Ma perché lo hanno fatto? «Mailyn mi chiedeva di uccidere mio figlio Alessandro da mesi, fin dal giorno della nascita della loro bambina, a gennaio», ha detto Venier. «Mailyn veniva picchiata con violenza, insultata e più volte minacciata di morte: mio figlio minimizzava la sua depressione post partum, quando ho deciso di denunciarlo, mi ha tirato un pugno alla schiena». «Ti porto in Colombia e ti annego nel fiume, tanto laggiù non ti cerca nessuno», avrebbe detto Alessandro Venier – sempre nel racconto della madre – alla compagna Mailyn in uno dei frequentissimi litigi domestici, anche molto recenti. Un'escalation di minacce e violenze: suocera e nuora non avevano coinvolto le forze dell'ordine, con denunce circostanziate, perché temevano ritorsioni.

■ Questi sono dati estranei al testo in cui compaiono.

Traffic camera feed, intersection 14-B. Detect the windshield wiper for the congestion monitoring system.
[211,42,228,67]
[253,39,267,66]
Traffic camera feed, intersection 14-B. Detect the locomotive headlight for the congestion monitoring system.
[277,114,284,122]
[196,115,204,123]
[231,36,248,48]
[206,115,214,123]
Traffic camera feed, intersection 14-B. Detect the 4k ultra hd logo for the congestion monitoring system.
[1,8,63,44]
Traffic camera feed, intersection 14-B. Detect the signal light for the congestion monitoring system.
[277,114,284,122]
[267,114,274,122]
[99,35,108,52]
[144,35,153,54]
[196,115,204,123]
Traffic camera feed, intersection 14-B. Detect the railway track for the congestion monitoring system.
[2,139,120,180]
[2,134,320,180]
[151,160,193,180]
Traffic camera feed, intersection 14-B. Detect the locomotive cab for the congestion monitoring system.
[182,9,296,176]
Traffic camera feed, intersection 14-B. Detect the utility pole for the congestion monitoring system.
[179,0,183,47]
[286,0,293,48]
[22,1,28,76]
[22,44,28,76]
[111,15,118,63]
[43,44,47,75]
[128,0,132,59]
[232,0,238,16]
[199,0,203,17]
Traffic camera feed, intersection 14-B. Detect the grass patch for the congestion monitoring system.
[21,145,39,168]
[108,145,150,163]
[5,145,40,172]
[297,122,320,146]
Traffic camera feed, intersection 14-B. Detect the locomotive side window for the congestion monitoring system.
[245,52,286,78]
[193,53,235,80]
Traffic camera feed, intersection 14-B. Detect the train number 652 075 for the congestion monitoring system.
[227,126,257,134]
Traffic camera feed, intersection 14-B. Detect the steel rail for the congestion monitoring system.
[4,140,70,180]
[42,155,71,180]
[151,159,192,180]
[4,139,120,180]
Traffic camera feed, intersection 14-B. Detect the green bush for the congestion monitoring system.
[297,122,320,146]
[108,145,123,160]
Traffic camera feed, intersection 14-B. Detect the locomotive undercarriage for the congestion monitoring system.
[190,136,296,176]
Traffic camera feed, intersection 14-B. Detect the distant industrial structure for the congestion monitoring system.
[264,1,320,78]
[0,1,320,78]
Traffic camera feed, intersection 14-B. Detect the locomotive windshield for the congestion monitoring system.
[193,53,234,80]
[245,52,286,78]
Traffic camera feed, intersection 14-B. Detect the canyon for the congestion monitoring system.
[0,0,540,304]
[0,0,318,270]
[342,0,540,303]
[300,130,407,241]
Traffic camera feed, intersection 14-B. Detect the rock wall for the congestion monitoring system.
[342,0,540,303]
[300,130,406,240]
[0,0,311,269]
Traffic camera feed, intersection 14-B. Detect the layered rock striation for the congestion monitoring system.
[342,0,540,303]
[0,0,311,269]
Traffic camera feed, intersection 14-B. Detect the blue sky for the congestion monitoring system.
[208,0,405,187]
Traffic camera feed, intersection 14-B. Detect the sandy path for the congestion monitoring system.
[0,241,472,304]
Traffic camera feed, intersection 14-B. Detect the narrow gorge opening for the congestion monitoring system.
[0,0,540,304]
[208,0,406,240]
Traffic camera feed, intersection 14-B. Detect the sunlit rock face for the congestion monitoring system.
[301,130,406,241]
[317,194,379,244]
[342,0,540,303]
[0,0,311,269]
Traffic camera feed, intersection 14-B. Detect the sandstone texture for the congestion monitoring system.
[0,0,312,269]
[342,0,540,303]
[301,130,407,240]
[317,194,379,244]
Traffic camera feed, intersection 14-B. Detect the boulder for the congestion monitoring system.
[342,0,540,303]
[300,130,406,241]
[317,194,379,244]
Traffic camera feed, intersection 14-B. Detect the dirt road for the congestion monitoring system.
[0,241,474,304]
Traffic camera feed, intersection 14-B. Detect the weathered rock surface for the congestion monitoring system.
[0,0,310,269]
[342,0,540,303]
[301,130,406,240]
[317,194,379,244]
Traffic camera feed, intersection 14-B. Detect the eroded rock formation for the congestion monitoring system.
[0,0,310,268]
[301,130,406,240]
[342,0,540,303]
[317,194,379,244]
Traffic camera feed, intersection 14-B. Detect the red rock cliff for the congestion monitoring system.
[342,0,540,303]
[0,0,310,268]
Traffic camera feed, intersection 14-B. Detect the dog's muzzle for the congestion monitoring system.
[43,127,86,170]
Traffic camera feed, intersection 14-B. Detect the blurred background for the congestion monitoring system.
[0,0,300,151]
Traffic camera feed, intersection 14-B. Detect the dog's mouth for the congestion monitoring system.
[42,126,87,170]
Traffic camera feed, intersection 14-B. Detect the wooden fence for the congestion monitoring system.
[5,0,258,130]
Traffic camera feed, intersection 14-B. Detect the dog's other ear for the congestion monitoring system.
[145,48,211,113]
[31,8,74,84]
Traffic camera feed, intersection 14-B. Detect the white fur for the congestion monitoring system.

Il piano che stavano architettando da sei mesi, ossia da quando era nata la nipotina, era questo: «Una volta ucciso Alessandro e calmate le acque, Mailyn sarebbe tornata in Colombia, dalla sua famiglia, con la bimba. Io sarei volata a trovarle appena andata in pensione». Contrariamente a quanto si era ipotizzato in precedenza, la vittima - che doveva espatriare con urgenza prima che venisse resa esecutiva una condanna per lesioni personali gravi, in un contesto extra famigliare - non avrebbe viaggiato con Maylin e la figlia, ma da solo.

Le due donne avrebbero dunque accelerato il loro disegno criminale per sfruttare proprio questa circostanza: l'uomo aveva annunciato agli amici il suo trasferimento definitivo in Colombia, dunque nessuno lo avrebbe cercato. La sua sparizione non avrebbe destato sospetti. Il piano era previsto in ogni dettaglio. La nonna ha svelato anche un particolare sulla versione che avrebbero utilizzato con la nipotina, una volta cresciuta: «Avremmo raccontato solo cose belle del papà, lo avremmo descritto in buona luce, tenendo per sempre nascosta la verità della violenza che abbiamo subito».

Maylin intanto, compagna di Venier, è stata trasferita nell'Istituto a custodia attenuata per madri dell'isola della Giudecca, a Venezia, dove domani i suoi legali, Federica Tosel e Francesco De Carlo, sperano di poterle parlare per la prima volta, raccogliendo anche la sua versione. Fino ad ora la donna non ha rilasciato alcuna dichiarazione in presenza di un legale: ogni dettaglio della vicenda è stato ricostruito unicamente dalle parole della suocera.